Estrogen-related receptor (ERR), a member of the nuclear receptor superfamily, consists of three subtypes (α, β, γ) and has strong homology with estrogen receptor. No endogenous ligands have been identified for ERRs, but they play key roles in metabolic, hormonal, and developmental processes as transcription factors without ligand binding. Although subnuclear dynamics are essential for nuclear events including nuclear receptor-mediated transcriptional regulation, the dynamics of ERRs are poorly understood. Here, we report that ERRs show subcellular kinetic changes in response to diethylstilbestrol (DES), a synthetic estrogen that represses the transactivity of all three ERR subtypes, using live-cell imaging with fluorescent protein labeling. Upon DES treatment, all ERR subtypes formed discrete clusters in the nucleus, with ERRγ also displaying nuclear export. Fluorescence recovery after photobleaching analyses revealed significant reductions in the intranuclear mobility of DES-bound ERRα and ERRβ, and a slight reduction in the intranuclear mobility of DES-bound ERRγ. After DES treatment, colocalization of all ERR subtypes with scaffold attachment factor B1 (SAFB1), a nuclear matrix-associated protein, was observed in dot-like subnuclear clusters, suggesting interactions of the ERRs with the nuclear matrix. Consistently, co-immunoprecipitation analyses confirmed enhanced interactions between ERRs and SAFB1 in the presence of DES. SAFB1 was clarified to repress the transactivity of all ERR subtypes through the ERR-response element. These results demonstrate ligand-dependent cluster formation of ERRs in the nucleus that is closely associated with SAFB1-mediated transrepression. Taken together, the present findings provide a new understanding of the pathophysiology regulated by ERR/SAFB1 signaling pathways and their subcellular dynamics.

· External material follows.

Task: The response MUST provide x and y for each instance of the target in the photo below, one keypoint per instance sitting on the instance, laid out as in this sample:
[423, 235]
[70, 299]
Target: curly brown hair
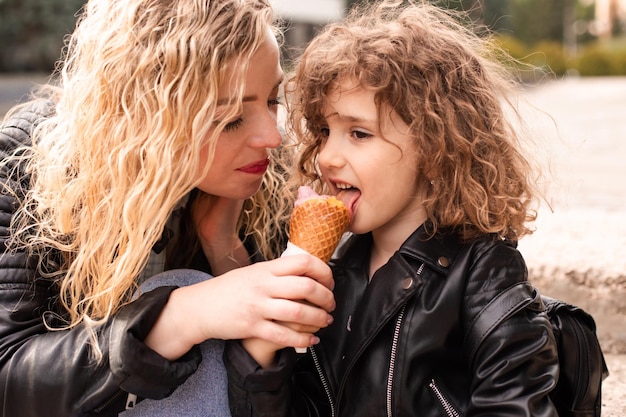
[443, 80]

雌激素相关受体（Estrogen-related receptor，ERR）是核受体超家族的一员，由三个亚型（α、β、γ）组成，与雌激素受体有很强的同源性。尚未鉴定出 ERR 的内源性配体，但它们作为没有配体结合的转录因子在代谢、激素和发育过程中发挥着关键作用。尽管亚核动力学对于包括核受体介导的转录调控在内的核事件至关重要，但人们对 ERR 的动力学知之甚少。在这里，我们报告说 ERR 显示出响应己烯雌酚 (DES) 的亚细胞动力学变化，DES 是一种合成雌激素，使用带有荧光蛋白标记的活细胞成像来抑制所有三种 ERR 亚型的反式活动。DES 治疗后，所有 ERR 亚型在细胞核中形成离散的簇，ERRγ 也显示核输出。光漂白分析后的荧光恢复显示，结合 DES 的 ERRα 和 ERRβ 的核内迁移率显着降低，结合 DES 的 ERRγ 的核内迁移率略有降低。DES 治疗后，在点状亚核簇中观察到所有 ERR 亚型与支架附着因子 B1（SAFB1）（一种核基质相关蛋白）共定位，表明 ERR 与核基质相互作用。一致地，共免疫沉淀分析证实了在存在 DES 的情况下 ERR 和 SAFB1 之间的相互作用增强。SAFB1 被阐明通过 ERR 响应元件抑制所有 ERR 亚型的交易性。这些结果表明，细胞核中 ERR 的配体依赖性簇形成与 SAFB1 介导的反式抑制密切相关。总之，本研究结果提供了对 ERR/SAFB1 信号通路及其亚细胞动力学调节的病理生理学的新理解。